In 1783, General George Washington issued his Farewell Address to the Army near Princeton, New Jersey.

In 1917, British Foreign Secretary Arthur Balfour issued a declaratio­n expressing support for a “national home” for the Jews in Palestine.

In 1947, Howard Hughes piloted his huge wooden flying boat, the Hughes H-4 Hercules (derisively dubbed the “Spruce Goose” by detractors), on its only flight, which lasted about a minute over Long Beach Harbor in California.

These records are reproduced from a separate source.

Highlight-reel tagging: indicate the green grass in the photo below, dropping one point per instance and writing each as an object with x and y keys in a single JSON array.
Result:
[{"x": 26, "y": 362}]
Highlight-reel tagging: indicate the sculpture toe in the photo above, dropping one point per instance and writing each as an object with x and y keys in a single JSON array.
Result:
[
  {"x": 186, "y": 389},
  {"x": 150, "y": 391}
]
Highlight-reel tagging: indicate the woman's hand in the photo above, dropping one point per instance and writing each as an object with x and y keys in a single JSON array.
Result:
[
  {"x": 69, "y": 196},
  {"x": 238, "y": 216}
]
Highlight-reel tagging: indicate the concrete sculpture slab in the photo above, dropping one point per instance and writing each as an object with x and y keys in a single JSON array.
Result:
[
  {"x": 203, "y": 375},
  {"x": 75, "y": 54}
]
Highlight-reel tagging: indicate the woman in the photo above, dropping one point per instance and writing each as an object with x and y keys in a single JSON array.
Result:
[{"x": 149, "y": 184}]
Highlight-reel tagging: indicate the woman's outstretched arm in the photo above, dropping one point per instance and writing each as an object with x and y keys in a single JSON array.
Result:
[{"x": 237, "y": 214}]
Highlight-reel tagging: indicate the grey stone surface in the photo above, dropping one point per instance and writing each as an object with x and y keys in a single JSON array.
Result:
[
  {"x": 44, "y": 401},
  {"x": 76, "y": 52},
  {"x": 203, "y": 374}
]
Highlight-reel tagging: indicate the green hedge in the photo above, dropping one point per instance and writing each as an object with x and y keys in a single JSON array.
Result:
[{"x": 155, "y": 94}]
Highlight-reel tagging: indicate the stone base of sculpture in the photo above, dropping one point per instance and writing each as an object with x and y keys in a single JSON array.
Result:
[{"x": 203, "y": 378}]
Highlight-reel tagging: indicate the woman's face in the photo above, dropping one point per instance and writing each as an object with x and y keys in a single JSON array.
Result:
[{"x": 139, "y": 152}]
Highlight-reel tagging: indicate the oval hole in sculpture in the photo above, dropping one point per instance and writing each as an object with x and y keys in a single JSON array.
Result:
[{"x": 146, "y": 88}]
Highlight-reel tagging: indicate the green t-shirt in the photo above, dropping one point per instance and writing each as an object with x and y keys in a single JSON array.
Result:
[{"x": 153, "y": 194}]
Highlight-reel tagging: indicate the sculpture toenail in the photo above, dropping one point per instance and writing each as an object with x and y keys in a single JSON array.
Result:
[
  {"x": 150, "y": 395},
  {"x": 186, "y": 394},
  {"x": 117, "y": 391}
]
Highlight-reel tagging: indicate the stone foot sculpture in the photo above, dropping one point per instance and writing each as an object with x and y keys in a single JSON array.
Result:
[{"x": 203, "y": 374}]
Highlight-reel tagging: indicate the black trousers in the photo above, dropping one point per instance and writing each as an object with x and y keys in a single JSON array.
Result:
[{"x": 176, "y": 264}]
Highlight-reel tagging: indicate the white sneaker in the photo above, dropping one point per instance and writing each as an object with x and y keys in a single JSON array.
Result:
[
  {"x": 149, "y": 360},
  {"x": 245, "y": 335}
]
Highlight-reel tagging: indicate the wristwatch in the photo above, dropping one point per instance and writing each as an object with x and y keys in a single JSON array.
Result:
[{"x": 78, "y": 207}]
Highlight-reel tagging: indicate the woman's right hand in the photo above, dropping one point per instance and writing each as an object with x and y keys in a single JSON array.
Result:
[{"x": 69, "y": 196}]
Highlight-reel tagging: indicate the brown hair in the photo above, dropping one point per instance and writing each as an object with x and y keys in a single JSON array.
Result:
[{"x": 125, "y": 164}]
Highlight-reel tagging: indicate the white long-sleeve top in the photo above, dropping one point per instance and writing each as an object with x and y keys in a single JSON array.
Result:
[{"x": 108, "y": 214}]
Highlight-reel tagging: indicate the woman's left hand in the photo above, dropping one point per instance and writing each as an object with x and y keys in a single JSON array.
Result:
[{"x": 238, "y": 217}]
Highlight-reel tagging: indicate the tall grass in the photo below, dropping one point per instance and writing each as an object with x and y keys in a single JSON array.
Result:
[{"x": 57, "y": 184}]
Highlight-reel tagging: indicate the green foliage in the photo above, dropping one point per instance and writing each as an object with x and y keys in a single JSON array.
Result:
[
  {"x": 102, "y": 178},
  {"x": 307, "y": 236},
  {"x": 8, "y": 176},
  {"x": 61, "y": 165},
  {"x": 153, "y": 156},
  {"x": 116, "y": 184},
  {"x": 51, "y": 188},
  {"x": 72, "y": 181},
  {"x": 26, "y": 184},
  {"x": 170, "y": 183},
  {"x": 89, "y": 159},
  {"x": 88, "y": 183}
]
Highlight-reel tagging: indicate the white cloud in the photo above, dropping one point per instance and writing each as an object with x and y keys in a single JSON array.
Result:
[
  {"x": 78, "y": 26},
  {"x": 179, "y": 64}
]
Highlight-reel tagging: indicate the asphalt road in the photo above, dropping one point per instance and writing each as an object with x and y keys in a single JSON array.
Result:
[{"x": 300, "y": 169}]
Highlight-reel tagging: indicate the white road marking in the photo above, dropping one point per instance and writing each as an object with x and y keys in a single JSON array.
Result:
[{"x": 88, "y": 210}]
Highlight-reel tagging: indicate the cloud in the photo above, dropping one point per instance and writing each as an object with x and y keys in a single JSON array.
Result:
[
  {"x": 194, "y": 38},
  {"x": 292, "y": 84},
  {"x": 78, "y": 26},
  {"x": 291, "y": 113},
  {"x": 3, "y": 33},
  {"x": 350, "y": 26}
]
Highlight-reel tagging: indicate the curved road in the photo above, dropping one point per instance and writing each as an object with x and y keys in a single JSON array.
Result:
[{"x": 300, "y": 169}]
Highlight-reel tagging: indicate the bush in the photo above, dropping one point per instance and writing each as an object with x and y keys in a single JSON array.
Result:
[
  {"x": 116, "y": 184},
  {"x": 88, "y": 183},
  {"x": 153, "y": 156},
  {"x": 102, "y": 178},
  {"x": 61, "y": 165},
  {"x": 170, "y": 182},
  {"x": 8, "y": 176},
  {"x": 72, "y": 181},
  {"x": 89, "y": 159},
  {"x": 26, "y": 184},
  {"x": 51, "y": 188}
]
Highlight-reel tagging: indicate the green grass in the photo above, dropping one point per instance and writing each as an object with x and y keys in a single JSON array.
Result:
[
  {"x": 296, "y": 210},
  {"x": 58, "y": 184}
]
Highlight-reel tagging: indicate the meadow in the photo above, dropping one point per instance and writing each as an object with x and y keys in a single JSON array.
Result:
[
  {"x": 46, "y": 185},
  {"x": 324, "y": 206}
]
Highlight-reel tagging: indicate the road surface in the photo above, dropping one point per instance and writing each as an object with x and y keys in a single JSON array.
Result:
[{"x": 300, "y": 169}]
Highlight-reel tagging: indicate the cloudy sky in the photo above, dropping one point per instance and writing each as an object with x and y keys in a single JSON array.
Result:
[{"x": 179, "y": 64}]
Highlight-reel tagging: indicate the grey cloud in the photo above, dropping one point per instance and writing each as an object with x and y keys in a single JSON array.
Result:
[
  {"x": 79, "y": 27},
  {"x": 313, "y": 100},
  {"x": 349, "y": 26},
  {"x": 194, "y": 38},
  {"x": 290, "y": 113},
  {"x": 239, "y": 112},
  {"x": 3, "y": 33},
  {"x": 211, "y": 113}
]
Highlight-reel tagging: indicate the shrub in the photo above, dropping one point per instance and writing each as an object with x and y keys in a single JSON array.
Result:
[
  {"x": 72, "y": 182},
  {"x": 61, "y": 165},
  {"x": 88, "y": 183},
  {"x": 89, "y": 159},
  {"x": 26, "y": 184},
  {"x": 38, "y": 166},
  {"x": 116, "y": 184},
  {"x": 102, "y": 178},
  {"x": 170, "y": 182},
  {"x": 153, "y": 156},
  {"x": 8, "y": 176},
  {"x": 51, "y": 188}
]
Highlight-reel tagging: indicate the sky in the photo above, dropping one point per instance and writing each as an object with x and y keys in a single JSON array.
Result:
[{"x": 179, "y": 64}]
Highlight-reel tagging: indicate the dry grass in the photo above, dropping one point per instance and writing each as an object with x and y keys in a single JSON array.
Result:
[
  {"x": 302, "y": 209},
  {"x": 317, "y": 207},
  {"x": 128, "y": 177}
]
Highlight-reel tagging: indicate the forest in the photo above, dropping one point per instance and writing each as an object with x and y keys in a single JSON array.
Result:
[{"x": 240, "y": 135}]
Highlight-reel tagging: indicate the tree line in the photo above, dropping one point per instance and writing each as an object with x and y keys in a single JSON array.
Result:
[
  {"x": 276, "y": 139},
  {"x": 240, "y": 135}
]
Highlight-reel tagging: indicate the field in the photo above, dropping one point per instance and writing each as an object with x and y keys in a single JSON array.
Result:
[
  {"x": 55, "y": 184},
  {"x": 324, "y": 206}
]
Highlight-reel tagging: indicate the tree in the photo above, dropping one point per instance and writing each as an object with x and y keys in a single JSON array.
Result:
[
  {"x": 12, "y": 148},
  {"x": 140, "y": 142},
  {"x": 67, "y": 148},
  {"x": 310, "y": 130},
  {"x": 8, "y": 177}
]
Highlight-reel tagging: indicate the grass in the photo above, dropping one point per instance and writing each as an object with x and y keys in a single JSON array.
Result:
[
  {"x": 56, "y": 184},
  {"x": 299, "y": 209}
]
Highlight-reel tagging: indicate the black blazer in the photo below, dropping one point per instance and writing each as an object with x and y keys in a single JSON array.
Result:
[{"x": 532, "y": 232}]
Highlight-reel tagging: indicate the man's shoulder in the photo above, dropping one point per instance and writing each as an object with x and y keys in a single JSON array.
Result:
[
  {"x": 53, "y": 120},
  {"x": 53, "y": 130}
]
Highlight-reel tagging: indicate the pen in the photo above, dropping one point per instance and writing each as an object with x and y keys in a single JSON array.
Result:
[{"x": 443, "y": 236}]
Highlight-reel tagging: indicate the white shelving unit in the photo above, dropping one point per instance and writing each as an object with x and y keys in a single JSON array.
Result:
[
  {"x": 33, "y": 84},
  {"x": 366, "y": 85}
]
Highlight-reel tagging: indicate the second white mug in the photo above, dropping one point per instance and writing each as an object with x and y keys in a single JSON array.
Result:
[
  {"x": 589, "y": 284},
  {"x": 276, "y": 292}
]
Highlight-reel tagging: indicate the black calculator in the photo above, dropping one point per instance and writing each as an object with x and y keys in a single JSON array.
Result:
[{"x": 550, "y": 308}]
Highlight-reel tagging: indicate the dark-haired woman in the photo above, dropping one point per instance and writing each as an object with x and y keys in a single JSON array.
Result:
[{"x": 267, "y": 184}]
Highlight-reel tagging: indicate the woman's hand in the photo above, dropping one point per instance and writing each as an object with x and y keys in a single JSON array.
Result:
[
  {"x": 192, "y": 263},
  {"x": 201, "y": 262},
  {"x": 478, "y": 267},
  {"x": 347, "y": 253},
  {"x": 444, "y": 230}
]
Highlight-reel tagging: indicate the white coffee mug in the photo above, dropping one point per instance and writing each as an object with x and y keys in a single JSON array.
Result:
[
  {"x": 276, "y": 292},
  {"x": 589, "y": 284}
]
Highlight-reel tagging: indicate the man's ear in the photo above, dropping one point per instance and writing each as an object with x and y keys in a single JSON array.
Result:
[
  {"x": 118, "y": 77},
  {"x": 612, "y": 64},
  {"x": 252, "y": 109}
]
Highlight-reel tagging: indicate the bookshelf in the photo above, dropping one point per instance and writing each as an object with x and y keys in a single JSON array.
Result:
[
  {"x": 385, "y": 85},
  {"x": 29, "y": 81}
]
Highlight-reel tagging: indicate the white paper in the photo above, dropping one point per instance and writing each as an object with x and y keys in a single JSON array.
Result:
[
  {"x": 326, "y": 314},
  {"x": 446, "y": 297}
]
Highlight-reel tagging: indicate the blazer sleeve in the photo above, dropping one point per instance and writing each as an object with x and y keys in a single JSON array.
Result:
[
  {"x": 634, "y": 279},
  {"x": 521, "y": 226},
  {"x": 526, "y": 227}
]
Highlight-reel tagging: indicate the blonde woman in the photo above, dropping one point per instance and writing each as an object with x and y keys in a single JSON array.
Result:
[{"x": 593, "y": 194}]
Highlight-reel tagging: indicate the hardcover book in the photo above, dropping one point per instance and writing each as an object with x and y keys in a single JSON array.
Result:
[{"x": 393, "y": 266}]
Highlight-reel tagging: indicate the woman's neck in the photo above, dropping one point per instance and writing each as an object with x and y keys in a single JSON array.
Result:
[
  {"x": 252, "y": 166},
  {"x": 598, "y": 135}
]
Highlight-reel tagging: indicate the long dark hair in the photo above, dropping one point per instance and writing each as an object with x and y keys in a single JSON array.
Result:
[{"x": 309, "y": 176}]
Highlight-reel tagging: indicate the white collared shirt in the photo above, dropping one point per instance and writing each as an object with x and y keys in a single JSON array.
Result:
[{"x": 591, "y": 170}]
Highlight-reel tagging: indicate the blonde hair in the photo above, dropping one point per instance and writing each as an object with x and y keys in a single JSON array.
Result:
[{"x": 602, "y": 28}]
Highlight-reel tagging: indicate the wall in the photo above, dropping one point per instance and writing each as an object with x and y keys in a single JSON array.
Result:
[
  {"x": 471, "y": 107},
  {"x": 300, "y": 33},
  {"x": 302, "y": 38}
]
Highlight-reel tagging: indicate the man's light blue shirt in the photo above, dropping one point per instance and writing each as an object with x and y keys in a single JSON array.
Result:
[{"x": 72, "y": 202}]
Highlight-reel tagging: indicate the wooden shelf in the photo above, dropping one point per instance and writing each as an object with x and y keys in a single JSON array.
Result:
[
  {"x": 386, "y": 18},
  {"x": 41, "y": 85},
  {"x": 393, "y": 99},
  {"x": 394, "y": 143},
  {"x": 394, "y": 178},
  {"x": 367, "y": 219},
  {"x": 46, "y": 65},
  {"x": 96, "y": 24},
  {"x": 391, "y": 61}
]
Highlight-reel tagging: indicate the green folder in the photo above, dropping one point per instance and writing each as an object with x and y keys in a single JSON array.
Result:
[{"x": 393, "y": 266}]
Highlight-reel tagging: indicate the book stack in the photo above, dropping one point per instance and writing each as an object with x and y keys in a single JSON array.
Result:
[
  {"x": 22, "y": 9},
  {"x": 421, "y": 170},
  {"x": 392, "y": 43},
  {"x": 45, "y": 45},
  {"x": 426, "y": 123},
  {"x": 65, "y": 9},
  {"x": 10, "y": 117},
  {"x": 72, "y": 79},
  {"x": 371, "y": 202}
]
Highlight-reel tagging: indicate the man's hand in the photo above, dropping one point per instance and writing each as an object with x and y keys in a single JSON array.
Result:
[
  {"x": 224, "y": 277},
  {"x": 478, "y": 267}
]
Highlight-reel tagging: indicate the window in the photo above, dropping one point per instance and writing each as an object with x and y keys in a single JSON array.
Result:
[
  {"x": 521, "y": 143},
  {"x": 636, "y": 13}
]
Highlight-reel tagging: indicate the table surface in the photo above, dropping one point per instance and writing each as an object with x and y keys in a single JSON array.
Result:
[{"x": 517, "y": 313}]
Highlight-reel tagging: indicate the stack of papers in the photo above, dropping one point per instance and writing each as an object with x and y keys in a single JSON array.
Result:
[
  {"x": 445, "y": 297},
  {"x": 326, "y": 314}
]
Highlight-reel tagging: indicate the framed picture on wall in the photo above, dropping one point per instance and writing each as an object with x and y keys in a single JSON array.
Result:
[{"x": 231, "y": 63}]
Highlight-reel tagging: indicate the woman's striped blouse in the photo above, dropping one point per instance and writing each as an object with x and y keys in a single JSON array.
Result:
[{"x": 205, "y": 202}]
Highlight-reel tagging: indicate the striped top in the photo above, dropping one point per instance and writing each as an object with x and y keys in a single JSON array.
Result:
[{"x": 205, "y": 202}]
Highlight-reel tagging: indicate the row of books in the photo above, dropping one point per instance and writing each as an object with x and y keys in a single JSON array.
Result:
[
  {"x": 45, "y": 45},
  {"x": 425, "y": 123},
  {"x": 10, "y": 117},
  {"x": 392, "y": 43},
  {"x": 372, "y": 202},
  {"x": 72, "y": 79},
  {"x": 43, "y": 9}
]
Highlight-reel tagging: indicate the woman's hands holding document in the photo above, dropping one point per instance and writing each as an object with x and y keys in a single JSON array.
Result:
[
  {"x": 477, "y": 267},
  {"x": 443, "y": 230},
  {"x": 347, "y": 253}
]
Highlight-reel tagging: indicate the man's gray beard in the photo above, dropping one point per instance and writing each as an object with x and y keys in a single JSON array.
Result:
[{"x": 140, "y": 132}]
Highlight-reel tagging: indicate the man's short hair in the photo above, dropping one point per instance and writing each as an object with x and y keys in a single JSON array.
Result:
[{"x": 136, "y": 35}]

In 1948, President Harry S. Truman surprised the experts by winning a narrow upset over Republican challenger Thomas E. Dewey.

In 1959, game show contestant Charles Van Doren admitted to a House subcommitt­ee that he’d been given questions and answers in advance when he appeared on the N-B-C T-V program “Twenty-One.”

In 1986, kidnappers in Lebanon released American hospital administra­tor David Jacobsen after holding him for 17 months.

In 1992, movie producer Hal Roach died in Los Angeles at age 100.

In 1994, a jury in Pensacola, Florida, convicted Paul Hill of murder for the shotgun slayings of an abortion provider and his bodyguard; Hill was executed in September 2003.

In 2000, American astronaut Bill Shepherd and two Russian cosmonauts, Yuri Gidzenko and Sergei Krikalev, became the first residents of the internatio­nal space station.

Ten years ago: Barack Obama and John McCain uncorked massive get-out-the-vote operations in more than a dozen battlegrou­nd states the Sunday before Election Day. Obama’s grandmothe­r, Madelyn Payne Dunham, died in Honolulu at age 86. Paula Radcliffe defended her title at the New York City Marathon to become the second woman to win the race three times; Marilson Gomes dos Santos of Brazil won the men’s race for the second time in three years.

One year ago: President Donald Trump tapped Jerome Powell to replace Janet Yellen as Federal Reserve chair at the end of her term in February. Authoritie­s in Los Angeles and New York said they had opened new investigat­ions prompted by sexual misconduct allegation­s against Harvey Weinstein.